When alcohol is above its mean and volatile acidity is below its mean, a cluster of high quality wine (quality scores of 7, 8) appear in the lower right hand quadrant of the scatter plot. This is expected since volatile acidity is inversely related to quality scores.

When alcohol and sulphates are above their means, a cluster of high quality wine (quality scores of 7, 8) appear in the upper right hand quadrant of the scatter plot.

This plot is quite interesting. You can see the way the data clusters together. This makes sense since citric acid and volatile acidity are highly correlated. When volatile acidity is below its mean and citric acid is above its mean, a cluster of high quality wine (quality scores of 7, 8) appear in the upper left hand quadrant of the scatter plot. This is expected since volatile acidity is negatively correlated with quality and citric acid is positively correlated.

When volatile acidity is below its mean and sulphates is above its mean, a cluster of high quality wine (quality scores of 7, 8) appear in the upper left hand quadrant of the scatter plot. This is expected since volatile acidity is negatively correlated with quality and sulphates is positively correlated.

When citric acid and sulphates are above their means, a cluster of high quality wine (quality scores of 7, 8) appear in the upper right hand quadrant of the scatter plot. This is expected since both factors are positively correlated with quality.

Were there any interesting or surprising interactions between features?

These plots are quite instructive. They clearly show the effects of the correlations on quality AND each other. You can see clustering occurring when factors have collinearity. You can also see the blues and pinks clustering in the appropriate high quality quadrant consistently.

OPTIONAL: Did you create any models with your dataset? Discuss the strengths and limitations of your model.

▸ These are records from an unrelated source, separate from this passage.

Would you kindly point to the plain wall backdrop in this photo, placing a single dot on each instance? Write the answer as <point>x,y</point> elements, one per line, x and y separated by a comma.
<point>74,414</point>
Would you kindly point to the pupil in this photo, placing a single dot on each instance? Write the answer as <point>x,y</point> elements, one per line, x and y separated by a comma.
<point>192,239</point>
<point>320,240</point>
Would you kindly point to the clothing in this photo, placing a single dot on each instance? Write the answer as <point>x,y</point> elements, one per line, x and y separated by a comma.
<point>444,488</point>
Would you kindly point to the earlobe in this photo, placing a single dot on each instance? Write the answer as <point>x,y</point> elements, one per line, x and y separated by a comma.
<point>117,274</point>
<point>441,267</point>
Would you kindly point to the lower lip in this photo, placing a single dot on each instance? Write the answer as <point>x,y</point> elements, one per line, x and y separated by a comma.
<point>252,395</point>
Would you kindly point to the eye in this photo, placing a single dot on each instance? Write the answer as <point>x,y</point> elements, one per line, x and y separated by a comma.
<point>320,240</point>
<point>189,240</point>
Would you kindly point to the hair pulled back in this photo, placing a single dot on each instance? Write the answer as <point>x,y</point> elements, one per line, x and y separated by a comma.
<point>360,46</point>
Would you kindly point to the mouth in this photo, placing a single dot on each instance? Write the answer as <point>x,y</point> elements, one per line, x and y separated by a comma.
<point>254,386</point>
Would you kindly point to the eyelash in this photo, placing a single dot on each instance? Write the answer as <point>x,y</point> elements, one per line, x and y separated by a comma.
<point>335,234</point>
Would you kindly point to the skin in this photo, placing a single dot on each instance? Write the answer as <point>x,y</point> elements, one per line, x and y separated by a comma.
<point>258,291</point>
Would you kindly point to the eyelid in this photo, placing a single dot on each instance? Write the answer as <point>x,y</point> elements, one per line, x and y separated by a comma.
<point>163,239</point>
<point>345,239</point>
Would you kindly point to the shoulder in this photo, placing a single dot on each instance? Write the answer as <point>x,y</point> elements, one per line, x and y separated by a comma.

We are going to create a linear model (below). To avoid the large number of outliers in sulphates, we will use the df_sul subset that we created above. This subset resulted in sulphates correlation increasing from .25 to .39 which should be helpful to the model. None of the other subsets caused a large difference in the correlations for the other variables to quality.

To improve the model “win”, I am going to try to give it some help by creating a function that uses alcohol to provide a factor depending on the level of alcohol. This is crude obviously, but it is worth the adventure.

Now institute the above code in the linear regression model.

Results

  1. This is an r^2 value of .36. That is only a R value of .6. A little better than a coin toss.
  2. The results are better with df_sul than df. It went from a .336 r^2 value to a .36 r^2 value.
  3. I ran the model WITHOUT volatile acidity. v.acidity and citric.acid have a correlation coefficient of -.55. r^2 dropped to .322. So, that was not helpful.
  4. I also experimented with leaving the sulphate outliers in and seeing if sulphates log10 was a better predictor. It was not.
  5. I ran the linear model with a number of the other low correlation factors and different subsets of the data trying to see if there was something that would improve the prediction value. None were able to improve the model over this r^2 valueof .36 (r = .6).
  6. I had created a bimodal categorical variable for Free Sulphur Dioxide (FSD). I used it to split the data. Nothing happened. It was not useful.

Let’s plot this to visually show the difference between the actual results and the model’s predicted results.

As you can see it was a valiant effort but … the model is not able to pick out poor and good quality wines. It is “correct” 60% of the time. It looks like the model is like a friend of mine. “Never met a bad bottle in his life:)”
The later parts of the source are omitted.